La moza



 Aún no ha amanecido y la moza lleva ya un buen rato levantada. Sentada en una silla baja, junto al fuego, menea con la paleta una gran sartenada de migas de la que los gañanes pronto darán buena cuenta, antes de dirigirse a la besana para iniciar los trabajos de sementera. “Las migas del gañán a las tres vueltas están”, les dice ella, siempre sonriente, mientras coloca en medio de la cocina la gran sartén sobre las trébedes (o sobre las "estrebes", que a nadie se le ocurriría darle otro nombre a este cacharro).

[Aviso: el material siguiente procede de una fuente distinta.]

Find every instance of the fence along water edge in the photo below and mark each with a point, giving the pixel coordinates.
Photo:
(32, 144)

 Antonia tiene treinta y seis años, pero cualquiera podría creer que tiene más de cincuenta. Poca gente recuerda que en algún tiempo también ella vestía ropa de color; y que su ondulado pelo negro, ahora oculto por un sempiterno pañuelo, hizo suspirar a más de un mozo. A pesar de todo, Antonia nunca pierde su buen humor; y, aunque ocasiones no le faltan, jamás nadie la oyó quejarse de su suerte, ni contratiempo alguno pudo borrar el brillo de sus ojos ni su serena sonrisa.

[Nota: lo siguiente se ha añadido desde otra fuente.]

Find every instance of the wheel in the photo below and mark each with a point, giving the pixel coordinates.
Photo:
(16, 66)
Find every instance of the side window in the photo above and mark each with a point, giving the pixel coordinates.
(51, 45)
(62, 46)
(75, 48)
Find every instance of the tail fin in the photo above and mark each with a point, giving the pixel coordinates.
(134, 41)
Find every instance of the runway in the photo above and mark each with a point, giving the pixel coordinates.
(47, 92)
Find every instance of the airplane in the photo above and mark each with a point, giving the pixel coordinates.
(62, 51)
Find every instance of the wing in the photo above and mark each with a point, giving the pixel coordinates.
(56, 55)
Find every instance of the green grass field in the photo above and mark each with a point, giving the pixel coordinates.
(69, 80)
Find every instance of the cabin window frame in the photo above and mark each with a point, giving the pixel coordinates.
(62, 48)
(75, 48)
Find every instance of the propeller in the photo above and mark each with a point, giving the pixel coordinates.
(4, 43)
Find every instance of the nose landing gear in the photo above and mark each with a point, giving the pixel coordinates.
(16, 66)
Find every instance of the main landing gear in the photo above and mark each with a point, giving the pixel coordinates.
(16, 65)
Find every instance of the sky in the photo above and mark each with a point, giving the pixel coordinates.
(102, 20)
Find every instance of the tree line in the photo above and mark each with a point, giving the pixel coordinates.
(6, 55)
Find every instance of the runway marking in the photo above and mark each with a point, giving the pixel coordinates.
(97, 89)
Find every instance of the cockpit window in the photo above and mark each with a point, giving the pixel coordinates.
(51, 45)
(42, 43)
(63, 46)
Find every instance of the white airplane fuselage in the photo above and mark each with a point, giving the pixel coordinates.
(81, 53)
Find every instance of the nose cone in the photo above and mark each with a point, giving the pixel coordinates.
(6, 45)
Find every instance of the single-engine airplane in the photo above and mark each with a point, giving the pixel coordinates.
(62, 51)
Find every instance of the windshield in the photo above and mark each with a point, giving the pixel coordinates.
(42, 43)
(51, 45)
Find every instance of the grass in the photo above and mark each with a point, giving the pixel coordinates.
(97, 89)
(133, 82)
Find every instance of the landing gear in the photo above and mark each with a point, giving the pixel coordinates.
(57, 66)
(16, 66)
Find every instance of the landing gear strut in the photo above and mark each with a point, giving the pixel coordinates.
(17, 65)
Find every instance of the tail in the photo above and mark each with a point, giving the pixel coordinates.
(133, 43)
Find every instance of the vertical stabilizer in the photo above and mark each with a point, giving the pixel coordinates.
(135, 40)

 Desde hace veinte años ella sirve en casa de “Los de la Vega”, segunda generación de una familia que, procedente de un pueblecito de la vega granadina, compró aquí una buena suerte de tierra y aquí se estableció. Antes que Antonia, su madre ya sirvió también aquí; pero los achaques de la edad la obligaron a ceder el puesto a su hija.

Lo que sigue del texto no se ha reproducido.